As part of the audit process, SAP customers develop a number of custom reports for the HR module to look for things like missing infotypes or specific items.
Let’s look at some tax calculations – especially if you’re a company that has many, many tax jurisdictions. In the US, for example, if you’re a company in Pennsylvania or Ohio where employees move between areas and there are many locals. In these cases, you may not have the configuration set up for the right employer identification numbers. The employee can still enter that tax jurisdiction based on where they’re located, but when you’re running payroll, you’ll error out because the underlying configuration is missing for that tax jurisdication. So it’s great to have audit reports to identify situations where there are tax jurisdictions coming in from CATS (cross‑application timesheets) or in the employee infotypes that are not set in configuration. This gives you some ability to catch that on the front end.
Then there are work location errors, where an employee – either via infotypes or from data coming in from the cross‑application timesheets or attendances – has a different work location than normal. Without the right setup, you’ll get an error when processing through payroll because configuration is not setup. We want to try to eliminate that, because depending on how your support structure is built, it might be a while before the configuration can be put in place to fix that employee record so you can continue on with your payroll activities.
This is one error I especially like to find long before doing an audit report. At the infotype level or time entry level, when work location is entered we have a user exit built to check the configuration tables and validate that “Yes, Illinois is a state that we’re set up or generate a message that says Illinois is not a state that we’re set up.”
There’s a couple different ways to approach that: If an employee is entering time and they select a tax jurisdiction that is not set up, you can give them a hard error. But you can also give them a warning. And while there are pros and cons to both, I like to set up the warning.
It gives the employee an opportunity to report the warning message to the payroll department and typically provides enough time to add the configuration before running payroll. Also, it can ensure more accurate reporting. Erroring the employee out during time entry or infotypes, the employee is more likely to use shortcuts (“Well, I’ll just use something else to get by…”) and then you don’t get proper tax reporting.

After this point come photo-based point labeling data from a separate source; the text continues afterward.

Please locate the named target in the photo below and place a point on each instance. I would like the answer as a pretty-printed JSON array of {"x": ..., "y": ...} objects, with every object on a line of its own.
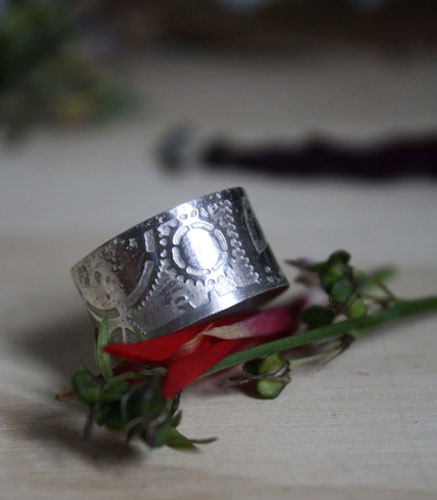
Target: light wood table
[{"x": 363, "y": 427}]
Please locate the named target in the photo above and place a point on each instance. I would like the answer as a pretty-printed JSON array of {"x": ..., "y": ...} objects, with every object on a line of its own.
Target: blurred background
[{"x": 324, "y": 110}]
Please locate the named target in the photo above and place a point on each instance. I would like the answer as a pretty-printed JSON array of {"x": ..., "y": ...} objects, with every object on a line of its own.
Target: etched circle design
[{"x": 199, "y": 248}]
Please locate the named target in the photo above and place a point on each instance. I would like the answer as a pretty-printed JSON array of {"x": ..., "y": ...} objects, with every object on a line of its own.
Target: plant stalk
[{"x": 401, "y": 309}]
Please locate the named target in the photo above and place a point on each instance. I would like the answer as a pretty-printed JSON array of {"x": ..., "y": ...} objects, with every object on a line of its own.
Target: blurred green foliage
[{"x": 45, "y": 75}]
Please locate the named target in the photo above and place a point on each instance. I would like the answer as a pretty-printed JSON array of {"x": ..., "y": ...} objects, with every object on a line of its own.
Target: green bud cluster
[{"x": 337, "y": 279}]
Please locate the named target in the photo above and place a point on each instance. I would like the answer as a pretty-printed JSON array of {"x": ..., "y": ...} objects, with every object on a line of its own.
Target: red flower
[{"x": 190, "y": 352}]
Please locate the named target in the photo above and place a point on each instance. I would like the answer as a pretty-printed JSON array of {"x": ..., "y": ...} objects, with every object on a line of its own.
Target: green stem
[
  {"x": 399, "y": 310},
  {"x": 382, "y": 286}
]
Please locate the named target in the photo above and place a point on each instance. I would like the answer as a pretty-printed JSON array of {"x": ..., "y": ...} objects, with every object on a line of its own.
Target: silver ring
[{"x": 180, "y": 267}]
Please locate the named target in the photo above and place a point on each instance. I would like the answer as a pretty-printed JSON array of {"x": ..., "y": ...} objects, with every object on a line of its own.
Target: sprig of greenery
[
  {"x": 129, "y": 398},
  {"x": 131, "y": 401}
]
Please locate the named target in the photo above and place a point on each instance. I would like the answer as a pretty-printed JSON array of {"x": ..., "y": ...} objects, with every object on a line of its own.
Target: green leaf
[
  {"x": 316, "y": 316},
  {"x": 268, "y": 388},
  {"x": 103, "y": 359},
  {"x": 112, "y": 392},
  {"x": 357, "y": 309},
  {"x": 271, "y": 364},
  {"x": 147, "y": 400},
  {"x": 341, "y": 290},
  {"x": 339, "y": 257}
]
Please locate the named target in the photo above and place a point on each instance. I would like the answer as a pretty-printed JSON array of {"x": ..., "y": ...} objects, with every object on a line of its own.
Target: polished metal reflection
[{"x": 180, "y": 267}]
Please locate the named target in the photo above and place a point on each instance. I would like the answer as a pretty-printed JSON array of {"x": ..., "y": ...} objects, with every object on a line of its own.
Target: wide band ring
[{"x": 180, "y": 267}]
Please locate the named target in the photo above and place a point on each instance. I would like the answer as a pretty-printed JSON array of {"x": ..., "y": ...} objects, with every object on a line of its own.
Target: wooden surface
[{"x": 365, "y": 426}]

And these are all user exits. Infotypes like Infotype 207, 208, 209, and 210 can all be set up with user exits to validate that your configuration actually has these tax jurisdictions as available options.
User exits also give you some flexibility, compared to removing all non-applicable jurisdictions from the dropdowns. If you clear all configuration not used as of today, you may have an issue in the future of having to setup the tax jurisdiction from scratch. User exits are dynamic, so with this approach, you can move into new tax jurisdictions as long as you do the configuration and there’s no change to user exits.
Consier both audit reports and user exits when determine how best to reduce the number of issues you experience during your payroll processes.